Le troisième auteur qui soutient cette idée est
SEABRIGHT (1996) qui pense que le principe de proximité assure la
redevabilité et l'efficacité
des décideurs locaux. S'inscrivant dans la continuité
des auteurs précédents, il souligne le fait que « la
décentralisation a certes des coûts en termes de coordination
politique, mais elle implique une plus grande redevabilité des
dirigeants locaux » (CALDEIRA, 2011). Redevabilité parce qu'il
devient plus facile de sanctionner les dirigeants incompétents parce
qu'étant plus proches des populations, il devient également plus
facile de juger la qualité des actions mises en oeuvre par les
gouvernements locaux et la responsabilité de chacun des dirigeants.

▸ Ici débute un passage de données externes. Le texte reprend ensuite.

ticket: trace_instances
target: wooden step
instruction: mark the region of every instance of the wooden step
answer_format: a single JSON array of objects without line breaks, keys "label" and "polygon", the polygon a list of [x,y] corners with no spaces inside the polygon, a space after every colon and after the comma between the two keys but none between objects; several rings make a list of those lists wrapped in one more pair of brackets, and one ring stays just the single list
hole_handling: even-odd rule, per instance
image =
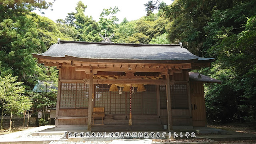
[{"label": "wooden step", "polygon": [[162,125],[136,126],[127,125],[92,125],[92,131],[93,132],[120,132],[120,131],[164,131]]},{"label": "wooden step", "polygon": [[[129,123],[129,120],[103,120],[103,123],[105,125],[126,125]],[[94,124],[102,124],[102,120],[95,120]],[[161,125],[161,121],[160,120],[132,120],[132,124],[134,125]]]}]

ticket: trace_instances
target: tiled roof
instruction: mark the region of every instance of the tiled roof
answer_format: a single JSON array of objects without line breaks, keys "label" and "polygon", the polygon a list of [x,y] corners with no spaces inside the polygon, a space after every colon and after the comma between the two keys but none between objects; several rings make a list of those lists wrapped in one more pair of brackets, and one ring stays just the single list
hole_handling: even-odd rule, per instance
[{"label": "tiled roof", "polygon": [[35,57],[44,56],[65,58],[66,56],[90,59],[180,61],[204,61],[212,58],[196,56],[178,44],[148,44],[104,43],[60,41],[45,52],[33,54]]}]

Ainsi pour SEABRIGHT (1996), la redevabilité est la condition permissive
de l'efficacité des gouvernements locaux.
En conclusion, la qualité de l'information et la
redevabilité assurent une fourniture plus efficace des biens publics
c'est-à-dire des infrastructures, au niveau local. La théorie de
croissance économique de BARRO (1991) est l'un des modèles de la
croissance endogène qui donne un rôle primordial aux
infrastructures publiques et à leurs externalités positives. Par
le canal du principe de proximité l'on peut donc considérer la
décentralisation politique et administrative comme un facteur de
croissance économique, même si ce dernier n'a pas fait
l'unanimité dans la théorie.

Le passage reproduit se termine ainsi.